Top tips to maximize your tips
Here are some of Eaton’s techniques for topping up your tips:
- Be professional, clean (especially your hands!), and positive in your approach. Being positive, though, doesn’t mean becoming the diner’s new best friend. According to Eaton, many people find the “Hi, I’m Kristin, and I’ll be your server tonight” approach off-putting and vaguely uncomfortable. “You don’t want a friend; it’s a business transaction,” he says.
- Consider your body language. If you’re not carrying something to the table, your hands should be in front or behind so you appear engaged in what you’re doing. Hands in your pockets or at your side indicate a lack of interest.
- Don’t touch the customer. Again, Eaton feels this is too personal and can make diners feel uneasy.

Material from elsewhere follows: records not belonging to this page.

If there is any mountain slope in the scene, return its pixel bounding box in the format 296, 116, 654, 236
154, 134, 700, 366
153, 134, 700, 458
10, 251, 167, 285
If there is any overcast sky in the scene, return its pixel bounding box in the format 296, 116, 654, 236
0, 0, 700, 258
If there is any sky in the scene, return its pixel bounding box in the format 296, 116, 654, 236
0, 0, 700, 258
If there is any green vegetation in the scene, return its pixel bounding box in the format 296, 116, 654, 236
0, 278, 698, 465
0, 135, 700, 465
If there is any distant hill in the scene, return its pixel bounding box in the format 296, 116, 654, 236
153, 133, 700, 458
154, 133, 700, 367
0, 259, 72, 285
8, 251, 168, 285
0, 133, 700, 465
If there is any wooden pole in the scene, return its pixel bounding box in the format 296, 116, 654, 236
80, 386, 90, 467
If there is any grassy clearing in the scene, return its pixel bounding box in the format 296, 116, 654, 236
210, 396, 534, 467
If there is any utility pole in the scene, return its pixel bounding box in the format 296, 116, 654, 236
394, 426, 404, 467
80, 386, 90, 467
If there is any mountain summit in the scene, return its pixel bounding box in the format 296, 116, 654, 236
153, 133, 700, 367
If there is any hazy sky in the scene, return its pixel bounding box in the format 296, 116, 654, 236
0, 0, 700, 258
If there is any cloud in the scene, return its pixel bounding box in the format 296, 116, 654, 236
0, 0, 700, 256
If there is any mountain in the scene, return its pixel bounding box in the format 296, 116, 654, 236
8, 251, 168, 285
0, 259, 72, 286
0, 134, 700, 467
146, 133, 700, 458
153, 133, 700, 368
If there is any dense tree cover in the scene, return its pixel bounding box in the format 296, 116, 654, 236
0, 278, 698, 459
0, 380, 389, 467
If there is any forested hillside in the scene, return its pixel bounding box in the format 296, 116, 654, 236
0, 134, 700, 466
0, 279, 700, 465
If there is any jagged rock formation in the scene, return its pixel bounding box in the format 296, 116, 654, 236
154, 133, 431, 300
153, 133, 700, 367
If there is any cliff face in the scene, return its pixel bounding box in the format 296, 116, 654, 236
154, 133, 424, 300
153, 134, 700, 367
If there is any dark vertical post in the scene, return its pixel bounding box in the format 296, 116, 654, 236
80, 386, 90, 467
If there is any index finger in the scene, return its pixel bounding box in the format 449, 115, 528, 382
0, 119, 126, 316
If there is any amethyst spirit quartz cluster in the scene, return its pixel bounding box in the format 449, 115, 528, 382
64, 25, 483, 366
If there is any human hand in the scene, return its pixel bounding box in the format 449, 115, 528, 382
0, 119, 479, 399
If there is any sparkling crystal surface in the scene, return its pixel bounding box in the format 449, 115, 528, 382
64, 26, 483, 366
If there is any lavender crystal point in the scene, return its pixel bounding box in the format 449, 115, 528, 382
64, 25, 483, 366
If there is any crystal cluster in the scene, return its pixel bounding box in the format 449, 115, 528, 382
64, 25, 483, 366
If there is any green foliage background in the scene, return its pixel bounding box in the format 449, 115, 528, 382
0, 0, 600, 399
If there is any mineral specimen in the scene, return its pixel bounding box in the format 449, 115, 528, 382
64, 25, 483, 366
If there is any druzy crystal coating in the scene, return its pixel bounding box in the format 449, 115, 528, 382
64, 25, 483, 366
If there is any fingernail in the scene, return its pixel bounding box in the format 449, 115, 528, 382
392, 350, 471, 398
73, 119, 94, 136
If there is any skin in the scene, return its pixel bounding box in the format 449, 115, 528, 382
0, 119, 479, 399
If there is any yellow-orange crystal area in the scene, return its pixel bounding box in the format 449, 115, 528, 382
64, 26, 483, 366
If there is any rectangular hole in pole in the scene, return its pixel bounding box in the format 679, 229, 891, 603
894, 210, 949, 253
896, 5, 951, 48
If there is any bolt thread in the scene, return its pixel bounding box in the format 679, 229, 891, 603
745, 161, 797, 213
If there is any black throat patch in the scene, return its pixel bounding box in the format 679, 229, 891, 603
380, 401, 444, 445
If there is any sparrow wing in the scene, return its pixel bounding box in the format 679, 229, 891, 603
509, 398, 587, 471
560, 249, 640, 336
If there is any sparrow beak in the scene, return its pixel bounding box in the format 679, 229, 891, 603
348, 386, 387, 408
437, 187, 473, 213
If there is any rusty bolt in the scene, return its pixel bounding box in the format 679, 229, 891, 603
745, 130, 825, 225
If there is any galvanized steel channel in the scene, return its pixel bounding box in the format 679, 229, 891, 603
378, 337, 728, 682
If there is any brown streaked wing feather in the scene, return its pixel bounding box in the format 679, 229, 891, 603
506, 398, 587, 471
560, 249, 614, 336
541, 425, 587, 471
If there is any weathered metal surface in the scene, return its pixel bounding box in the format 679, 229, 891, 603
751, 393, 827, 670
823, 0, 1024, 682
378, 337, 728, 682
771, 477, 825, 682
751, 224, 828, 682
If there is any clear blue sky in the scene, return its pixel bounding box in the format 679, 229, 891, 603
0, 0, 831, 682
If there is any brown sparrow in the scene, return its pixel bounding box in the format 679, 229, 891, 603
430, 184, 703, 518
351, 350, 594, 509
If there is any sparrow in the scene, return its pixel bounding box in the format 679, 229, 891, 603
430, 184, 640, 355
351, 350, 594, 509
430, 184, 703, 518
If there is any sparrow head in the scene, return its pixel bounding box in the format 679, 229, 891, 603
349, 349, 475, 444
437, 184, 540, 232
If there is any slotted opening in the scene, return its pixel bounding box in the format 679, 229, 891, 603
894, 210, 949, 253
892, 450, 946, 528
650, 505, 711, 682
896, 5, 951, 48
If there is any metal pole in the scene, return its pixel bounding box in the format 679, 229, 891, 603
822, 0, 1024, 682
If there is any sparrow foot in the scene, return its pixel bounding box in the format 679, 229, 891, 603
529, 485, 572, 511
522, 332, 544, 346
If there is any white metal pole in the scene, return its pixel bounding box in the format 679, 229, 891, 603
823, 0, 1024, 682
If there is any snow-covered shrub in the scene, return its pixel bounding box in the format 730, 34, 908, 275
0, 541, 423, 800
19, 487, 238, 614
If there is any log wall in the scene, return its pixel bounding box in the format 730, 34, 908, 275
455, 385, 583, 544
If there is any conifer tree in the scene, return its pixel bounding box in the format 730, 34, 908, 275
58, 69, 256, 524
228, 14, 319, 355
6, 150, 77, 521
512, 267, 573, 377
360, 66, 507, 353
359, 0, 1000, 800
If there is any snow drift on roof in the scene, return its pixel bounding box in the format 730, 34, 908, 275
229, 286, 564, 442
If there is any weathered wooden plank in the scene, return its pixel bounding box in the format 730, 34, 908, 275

- Be knowledgeable about all the items on the menu. Diners expect you to be able to discuss ingredients, answer questions and possibly recommend appropriate wines.
- Anticipate your customers’ needs. Nothing’s worse than a server who simply serves the food and then neglects the follow-up visits to the table.
- Never leave anything in front of an unhappy customer. Many servers make the mistake of discussing an offending dish with a diner without removing it first. You can easily turn this situation around and not jeopardize your tip by quickly apologizing, removing the item immediately, then returning with a replacement…on the house, of course.
- When presenting the check to the customer, do it professionally and efficiently. Many servers offer the bill, then seem to disappear. If the diner is ready to pay, it’s your job to take the payment quickly. Says Eaton, “When people want to leave, they’re ready to leave, so presenting the bill is critical to the meal. It’s the last thing diners will remember about you in the restaurant.
- Consider the personal touch. Depending on the type of restaurant, you can add such extras as a happy face or a “Thank You” on the back of the bill. Patrons of family-style restaurants often warm to these personal touches.
- Continue to educate yourself. Spending time in restaurants noted for their service helps you become a better server.
As the restaurant industry has changed and become more professional, so too has the role of the server. Being a server, says Eaton, is not what it used to be. “Younger people coming up now are much more professional because of the rising status of the service industry.” That professionalism is bound to pay off in higher tips for the best performers.